# How big a generator to run A/C?



## Toller (Jan 2, 2013)

I am buying a standby generator. 
How big a generator do I need to run a 2.5ton Trane XL140?
I would be willing to shut everything off but the A/C for a few hours to cool the house off and then turn the A/C off.
I can live without A/C for a couple days so I doubt I will go for that, but would like to know my options.


----------



## kbsparky (Sep 11, 2008)

I have a 3-ton A/C unit and a 12 kW generator. The lights dim when that baby kicks on ...

While a 2.5 ton unit draws less, I'd stick with at least a 10 kW unit ....


----------



## stickboy1375 (Apr 28, 2012)

Toller said:


> I am buying a standby generator.
> How big a generator do I need to run a 2.5ton Trane XL140?
> I would be willing to shut everything off but the A/C for a few hours to cool the house off and then turn the A/C off.
> I can live without A/C for a couple days so I doubt I will go for that, but would like to know my options.



At least an 8 KW generator...and a hard start kit.

{edit}

I highly recommend the biggest unit you can afford.


----------



## Auger01 (Sep 13, 2011)

I run a 4 ton a.c. with a 10.8 kw 12kw surge generator. A 10KW unit should be able to run the average 2.5 ton a.c without too much trouble.


----------



## Billy_Bob (Sep 11, 2008)

Note that many HVAC units have electronic control boards these days (a computer basically) and these need "clean" electricity to operate. Many generators (especially the less expensive types) create "dirty" electricity and people have had trouble running their newer furnaces with these. Some generator manufacturers make "electronics friendly" generators, so best to get one of those.
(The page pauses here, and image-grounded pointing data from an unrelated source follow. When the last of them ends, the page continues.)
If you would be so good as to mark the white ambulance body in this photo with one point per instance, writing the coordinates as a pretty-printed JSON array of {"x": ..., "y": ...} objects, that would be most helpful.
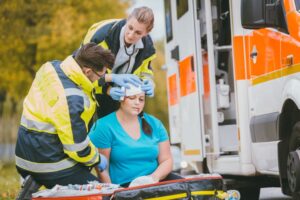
[{"x": 234, "y": 86}]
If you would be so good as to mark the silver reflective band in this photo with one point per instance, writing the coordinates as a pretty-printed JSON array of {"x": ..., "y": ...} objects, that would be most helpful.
[
  {"x": 40, "y": 126},
  {"x": 92, "y": 161},
  {"x": 78, "y": 92},
  {"x": 44, "y": 167},
  {"x": 77, "y": 146}
]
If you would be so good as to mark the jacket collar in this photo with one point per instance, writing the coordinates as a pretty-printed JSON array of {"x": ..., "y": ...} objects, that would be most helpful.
[{"x": 74, "y": 72}]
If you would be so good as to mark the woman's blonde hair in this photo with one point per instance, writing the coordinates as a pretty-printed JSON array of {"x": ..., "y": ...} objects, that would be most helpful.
[{"x": 143, "y": 15}]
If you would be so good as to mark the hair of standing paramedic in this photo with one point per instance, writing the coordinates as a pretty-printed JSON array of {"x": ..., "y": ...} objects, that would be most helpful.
[
  {"x": 143, "y": 15},
  {"x": 94, "y": 56}
]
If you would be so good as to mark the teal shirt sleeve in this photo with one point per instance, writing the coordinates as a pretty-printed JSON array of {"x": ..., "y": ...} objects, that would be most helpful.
[
  {"x": 100, "y": 135},
  {"x": 162, "y": 132}
]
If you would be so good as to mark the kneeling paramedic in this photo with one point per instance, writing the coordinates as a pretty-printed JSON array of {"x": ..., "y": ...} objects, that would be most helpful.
[{"x": 52, "y": 145}]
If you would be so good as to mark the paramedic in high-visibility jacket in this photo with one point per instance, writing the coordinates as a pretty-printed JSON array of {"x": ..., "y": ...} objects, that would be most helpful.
[
  {"x": 52, "y": 145},
  {"x": 130, "y": 41}
]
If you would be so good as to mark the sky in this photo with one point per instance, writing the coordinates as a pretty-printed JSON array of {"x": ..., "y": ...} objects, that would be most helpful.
[{"x": 157, "y": 6}]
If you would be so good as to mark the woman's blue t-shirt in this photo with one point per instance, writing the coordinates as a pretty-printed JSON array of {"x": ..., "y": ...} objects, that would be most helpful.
[{"x": 129, "y": 158}]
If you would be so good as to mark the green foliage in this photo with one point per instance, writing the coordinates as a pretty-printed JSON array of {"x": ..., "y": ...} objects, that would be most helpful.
[{"x": 33, "y": 32}]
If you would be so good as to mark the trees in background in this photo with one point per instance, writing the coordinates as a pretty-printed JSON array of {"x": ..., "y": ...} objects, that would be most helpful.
[{"x": 34, "y": 31}]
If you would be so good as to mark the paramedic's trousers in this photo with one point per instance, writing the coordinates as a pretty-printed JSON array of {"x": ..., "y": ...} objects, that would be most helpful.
[{"x": 80, "y": 176}]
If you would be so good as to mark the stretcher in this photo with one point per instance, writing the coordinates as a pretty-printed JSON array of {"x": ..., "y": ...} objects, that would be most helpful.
[{"x": 201, "y": 187}]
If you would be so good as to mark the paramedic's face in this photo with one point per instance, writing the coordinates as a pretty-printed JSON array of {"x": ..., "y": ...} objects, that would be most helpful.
[
  {"x": 133, "y": 104},
  {"x": 134, "y": 31},
  {"x": 93, "y": 75}
]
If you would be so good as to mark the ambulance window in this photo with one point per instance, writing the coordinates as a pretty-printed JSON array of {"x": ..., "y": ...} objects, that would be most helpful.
[
  {"x": 297, "y": 3},
  {"x": 182, "y": 7},
  {"x": 168, "y": 19}
]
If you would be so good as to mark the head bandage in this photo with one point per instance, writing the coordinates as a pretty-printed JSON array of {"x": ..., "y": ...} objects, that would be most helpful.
[{"x": 133, "y": 90}]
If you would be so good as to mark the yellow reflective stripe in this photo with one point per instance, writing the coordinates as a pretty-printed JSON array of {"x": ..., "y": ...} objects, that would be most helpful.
[
  {"x": 206, "y": 192},
  {"x": 174, "y": 196},
  {"x": 142, "y": 70},
  {"x": 78, "y": 92},
  {"x": 77, "y": 146},
  {"x": 37, "y": 126},
  {"x": 44, "y": 167},
  {"x": 276, "y": 74}
]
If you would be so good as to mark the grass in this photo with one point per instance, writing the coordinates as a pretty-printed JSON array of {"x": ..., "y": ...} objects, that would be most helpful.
[{"x": 9, "y": 181}]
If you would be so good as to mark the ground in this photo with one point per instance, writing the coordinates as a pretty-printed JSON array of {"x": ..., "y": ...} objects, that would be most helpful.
[{"x": 9, "y": 181}]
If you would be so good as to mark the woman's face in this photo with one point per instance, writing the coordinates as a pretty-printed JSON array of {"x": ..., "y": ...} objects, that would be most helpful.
[
  {"x": 134, "y": 31},
  {"x": 134, "y": 104}
]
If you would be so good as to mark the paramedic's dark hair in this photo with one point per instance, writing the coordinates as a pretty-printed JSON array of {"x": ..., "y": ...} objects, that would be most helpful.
[
  {"x": 143, "y": 15},
  {"x": 145, "y": 125},
  {"x": 94, "y": 56}
]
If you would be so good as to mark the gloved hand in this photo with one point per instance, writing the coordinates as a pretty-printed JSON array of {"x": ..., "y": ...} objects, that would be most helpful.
[
  {"x": 103, "y": 163},
  {"x": 116, "y": 93},
  {"x": 123, "y": 79},
  {"x": 142, "y": 180},
  {"x": 148, "y": 88}
]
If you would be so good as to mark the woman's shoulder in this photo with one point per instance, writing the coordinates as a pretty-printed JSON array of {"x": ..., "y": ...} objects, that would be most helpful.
[
  {"x": 108, "y": 119},
  {"x": 152, "y": 119}
]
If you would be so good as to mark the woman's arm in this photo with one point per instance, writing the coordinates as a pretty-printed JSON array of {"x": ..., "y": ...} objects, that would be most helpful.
[
  {"x": 104, "y": 176},
  {"x": 165, "y": 161}
]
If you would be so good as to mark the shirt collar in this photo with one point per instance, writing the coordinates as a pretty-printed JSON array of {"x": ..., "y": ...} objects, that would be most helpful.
[{"x": 74, "y": 72}]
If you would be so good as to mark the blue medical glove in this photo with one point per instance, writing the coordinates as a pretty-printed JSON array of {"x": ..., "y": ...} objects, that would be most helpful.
[
  {"x": 116, "y": 93},
  {"x": 148, "y": 87},
  {"x": 103, "y": 163},
  {"x": 123, "y": 79}
]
Also another option would be to get a window air conditioner and just cool one room. Then you don't need such a large generator. But note many of these have electronic controls these days too! Actually EVERYTHING seems to have electronic controls now...


----------



## J. V. (Jun 1, 2007)

I have a 8kw with 11kw for extra hard starting generator and have never tried to run my 2.5 ton heat pump on it. We would need our generator in the winter, not the summer. I am thinking as long as I turn off the heat strips and just run the heat pump, it should be okay. I need to try and see. But I am not sure.
I am happy as long as I have hot water, fridge and freezer, a few lights and a computer and TV.


----------



## stickboy1375 (Apr 28, 2012)

J. V. said:


> I have a 8kw with 11kw for extra hard starting generator and have never tried to run my 2.5 ton heat pump on it. We would need our generator in the winter, not the summer. I am thinking as long as I turn off the heat strips and just run the heat pump, it should be okay. I need to try and see. But I am not sure.
> I am happy as long as I have hot water, fridge and freezer, a few lights and a computer and TV.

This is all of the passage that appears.